A geopolítica atual e eventos recentes
Os países bálticos – Estônia, Letônia e Lituânia – mantêm estreitas relações com a OTAN e a União Europeia (UE) desde a dissolução da União Soviética nos anos 1990, buscando rápida integração nas estruturas ocidentais de segurança e economia. A adesão à OTAN, em 2004, garantiu-lhes não apenas defesa coletiva, mas também uma subordinação à estratégia militar dos EUA e da aliança, aproximando-se das fronteiras da Rússia e aumentando as tensões regionais.
A entrada na União Europeia trouxe benefícios econômicos, como o acesso a mercados amplos e fundos de desenvolvimento, que modernizaram infraestruturas e economias. Entretanto, essa integração também aprofundou a dependência econômica dessas nações em relação aos recursos europeus, levantando questões sobre como essa dependência influencia suas agendas geopolíticas, frequentemente alinhadas aos interesses ocidentais. A disseminação dos valores europeus fortaleceu a identidade ocidental da região.
A vinculação com a OTAN e a UE também moldou as políticas de memória e identidades nacionais dos países bálticos. Críticas ao período soviético e a exaltação da resistência ao comunismo tornaram-se centrais nessas narrativas, refletidas na remoção de monumentos soviéticos e na revisão de currículos escolares. Este processo visa promover uma visão histórica que condena exclusivamente a era soviética, como descrito por Auers em Comparative Politics and Government of the Baltic States (2015).
O anticomunismo tornou-se parte integral da identidade política e cultural da região, celebrando figuras e eventos que simbolizam a resistência à “ocupação soviética”. A Rússia, por sua vez, critica essas políticas como tentativas de reescrever a história, marginalizando as populações de origem russa, e vê a expansão da OTAN como uma ameaça direta à sua segurança. Esse contínuo alinhamento dos países bálticos com o Ocidente perpetua tensões com a Rússia, posicionando a região como possível epicentro de conflitos futuros.

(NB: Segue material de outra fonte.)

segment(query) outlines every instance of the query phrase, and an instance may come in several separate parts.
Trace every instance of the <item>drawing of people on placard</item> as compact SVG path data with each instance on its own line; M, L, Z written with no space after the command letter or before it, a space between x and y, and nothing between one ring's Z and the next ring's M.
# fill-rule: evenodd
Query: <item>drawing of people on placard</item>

O revisionismo histórico anti-soviético e a russofobia são frequentemente utilizados como ferramentas geopolíticas para reforçar a identidade nacional dos países bálticos e justificar seu alinhamento com o Ocidente. Como argumentado por L. N. Zhilina em Systemic Nationalism (2022), tais narrativas desempenham um papel crucial na manutenção da unidade política e no fortalecimento de identidades nacionais anti-russas.

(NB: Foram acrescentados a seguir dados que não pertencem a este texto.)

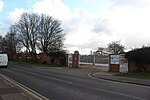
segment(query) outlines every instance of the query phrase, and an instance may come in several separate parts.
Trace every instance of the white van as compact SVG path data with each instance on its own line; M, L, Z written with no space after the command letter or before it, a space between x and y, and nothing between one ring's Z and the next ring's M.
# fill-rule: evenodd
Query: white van
M0 67L6 67L8 64L8 56L7 54L0 54Z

Este estudo, embora limitado por seu recorte temporal, oferece uma amostra das dinâmicas em curso na região, sem buscar esgotar o tema. O uso de justificativas históricas do século XX e anteriores continua a sustentar o revisionismo e a russofobia. Para uma análise detalhada, este artigo organiza os eventos recentes em áreas como cultura, educação, história, segurança e defesa, permitindo uma compreensão mais clara de como essas políticas são implementadas pelos governos da região.
História
A “política de desovietização” nos países bálticos é uma das principais fontes atuais de tensão, refletindo o esforço das elites locais em reinterpretar o passado soviético e consolidar novas identidades nacionais. Essa política se manifesta na remoção de monumentos soviéticos, exumação de soldados do Exército Vermelho e renomeação de ruas com referências a figuras literárias russas. Tais ações frequentemente geram controvérsia interna e diplomática com a Rússia.

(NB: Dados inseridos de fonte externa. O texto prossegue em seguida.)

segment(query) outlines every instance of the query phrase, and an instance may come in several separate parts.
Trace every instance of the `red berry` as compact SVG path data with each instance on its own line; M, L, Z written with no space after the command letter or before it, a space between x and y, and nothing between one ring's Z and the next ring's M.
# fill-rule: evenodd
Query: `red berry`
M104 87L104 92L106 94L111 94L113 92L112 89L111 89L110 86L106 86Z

Um exemplo significativo ocorreu em 2007, quando o monumento aos soldados soviéticos que libertaram a capital da Estônia, Tallinn, dos nazistas, foi transferido do centro da capital para o Cemitério Militar. Esse evento provocou distúrbios em massa, expondo profundas divisões sobre a memória histórica. Em janeiro de 2024, a primeira-ministra da Estônia, Kaja Kallas, afirmou que o monumento não seria desmantelado, reconhecendo que sua remoção poderia gerar novas tensões sociais.
Já em fevereiro de 2024, as autoridades estonianas anunciaram planos para reenterrar 38 sepulturas de soldados soviéticos e demolir suas lápides, sob o pretexto de renovação urbana. Essa ação foi amplamente criticada, especialmente pela Embaixada da Rússia, que classificou a medida como vandalismo, intensificando as tensões diplomáticas. Outro exemplo ocorreu na ilha estoniana de Saaremaa, onde 90 lápides de soldados do Exército Vermelho foram substituídas por um único pilar memorial após a exumação dos restos mortais.
Na Letônia, em fevereiro de 2024, o comitê da Câmara Municipal de Riga apoiou a renomeação de ruas que homenageavam poetas russos, como Pushkin e Lermontov, provocando protestos na capital. Paralelamente, o prefeito de Ogre, Egils Helmanis, celebrou publicamente figuras colaboracionistas ligadas à Waffen SS, como Karlis Lobe e Anton Mortukans, exacerbando a polarização em torno da memória histórica.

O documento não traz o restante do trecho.